Un consortium mené par Apple achète les brevets de Nortel pour 4,5 millards

 Un consortium mené par le géant américain Apple a remporté vendredi les enchères pour les plus de 6.000 brevets de l'équipementier en télécoms canadien en faillite Nortel avec une mise de 4,5 milliards de dollars, coiffant au poteau le rival Google pour ce trésor d'innovation.Le consortium mené par Apple comprend aussi les ténors EMC, Ericsson, Sony et le fabricant du téléphone multifonctions Blackberry, le Canadien Research In Motion (RIM), a indiqué Nortel dans un communiqué publié dans la nuit.

Les brevets comportent notamment des innovations pour la technologie avancée de réseau sans fil permettant de gérer plusieurs données afin de regarder la télévision, des vidéos en ligne ou écouter de la musique, mais aussi des semi-conducteurs, a précisé l'ex-fleuron canadien des télécommunications qui vend ses derniers actifs avant de fermer définitivement ses livres.

"L'importance et la valeur en dollars de cette transaction sont sans précédent, comme l'était l'intérêt pour ces actifs par certaines des plus grandes compagnies au monde", s'est félicité George Ridel, chef des opérations stratégiques de Nortel.

Google, qui avait annoncé qu'il était prêt à miser 900 millions de dollars pour ce trésor de propriété intellectuelle, Intel, Apple, Ericsson étaient parmi les repreneurs potentiels des brevets de Nortel lors de cette vente aux enchères qui a commencé lundi.

Mais au cours du processus, un consortium a "émergé" et raflé la mise dans cette méga-opération de rachat de propriété intellectuelle aux dépens de Google.

"Nous pensons que le consortium est dans une meilleure position pour utiliser les brevets d'une façon qui soit favorable à l'industrie à long terme", a déclaré dans un communiqué séparé Kasim Alfalahi, chef de la section de la propriété intellectuelle chez Ericsson.

Certains des brevets de Nortel sont "essentiels pour les télécommunications et d'autres industries", a-t-il fait valoir.
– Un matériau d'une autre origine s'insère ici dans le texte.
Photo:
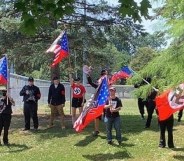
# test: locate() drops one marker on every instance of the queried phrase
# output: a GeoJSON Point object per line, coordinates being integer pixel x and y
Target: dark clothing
{"type": "Point", "coordinates": [5, 118]}
{"type": "Point", "coordinates": [180, 114]}
{"type": "Point", "coordinates": [141, 104]}
{"type": "Point", "coordinates": [33, 93]}
{"type": "Point", "coordinates": [91, 82]}
{"type": "Point", "coordinates": [56, 96]}
{"type": "Point", "coordinates": [77, 102]}
{"type": "Point", "coordinates": [116, 102]}
{"type": "Point", "coordinates": [30, 111]}
{"type": "Point", "coordinates": [150, 109]}
{"type": "Point", "coordinates": [166, 124]}
{"type": "Point", "coordinates": [30, 105]}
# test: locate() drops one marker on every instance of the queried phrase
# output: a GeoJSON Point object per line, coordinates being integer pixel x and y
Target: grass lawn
{"type": "Point", "coordinates": [55, 144]}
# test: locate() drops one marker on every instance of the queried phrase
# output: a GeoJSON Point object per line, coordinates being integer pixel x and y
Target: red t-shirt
{"type": "Point", "coordinates": [78, 90]}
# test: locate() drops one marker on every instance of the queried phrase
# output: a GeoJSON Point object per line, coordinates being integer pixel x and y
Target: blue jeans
{"type": "Point", "coordinates": [116, 122]}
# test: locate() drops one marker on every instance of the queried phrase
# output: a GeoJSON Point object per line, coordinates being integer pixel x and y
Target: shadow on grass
{"type": "Point", "coordinates": [14, 148]}
{"type": "Point", "coordinates": [104, 157]}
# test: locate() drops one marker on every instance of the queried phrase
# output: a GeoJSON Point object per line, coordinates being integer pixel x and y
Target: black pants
{"type": "Point", "coordinates": [180, 114]}
{"type": "Point", "coordinates": [30, 111]}
{"type": "Point", "coordinates": [141, 104]}
{"type": "Point", "coordinates": [166, 124]}
{"type": "Point", "coordinates": [150, 109]}
{"type": "Point", "coordinates": [5, 120]}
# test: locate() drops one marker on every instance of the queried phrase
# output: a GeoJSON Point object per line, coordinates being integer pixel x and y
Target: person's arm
{"type": "Point", "coordinates": [63, 94]}
{"type": "Point", "coordinates": [91, 82]}
{"type": "Point", "coordinates": [49, 96]}
{"type": "Point", "coordinates": [38, 94]}
{"type": "Point", "coordinates": [23, 91]}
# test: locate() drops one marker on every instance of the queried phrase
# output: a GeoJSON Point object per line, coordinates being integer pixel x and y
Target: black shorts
{"type": "Point", "coordinates": [77, 102]}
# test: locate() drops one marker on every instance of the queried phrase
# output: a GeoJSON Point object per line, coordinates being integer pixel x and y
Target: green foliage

La participation du groupe suédois dans la transaction s'élève à 340 millions de dollars. Le groupe canadien Research in Motion a quant à lui chiffré à "environ 770 millions de dollars" sa part dans cette vente record.

La transaction doit encore recevoir le feu vert de la justice canadienne et américaine lors d'une audience conjointe le 11 juillet et devrait être bouclée au troisième trimestre, a souligné Nortel.

Nortel, qui au temps de sa splendeur au début du millénaire était la plus grosse société canadienne, avait déclaré faillite au début 2009 et ainsi amorcé la vente de ses principales activités à plusieurs de ses ex-concurrents, comme les Américains Avaya, Ciena et Genband, le Suédois Ericsson, le Japonais Hitachi et l'Autrichien Kapsch.

Mais la vente du "trésor" de l'ex-chouchou des financiers canadiens tombé en disgrâce, les brevets, n'avait pas eu lieu. Plusieurs analystes tablaient sur un pactole de 1,5 milliard de dollars, le tiers de la transaction finale.

Les ex-employés de Nortel et les actionnaires du groupe ne devraient pas voir la couleur de cet argent, qui doit être utilisée par le groupe pour renflouer ses créanciers.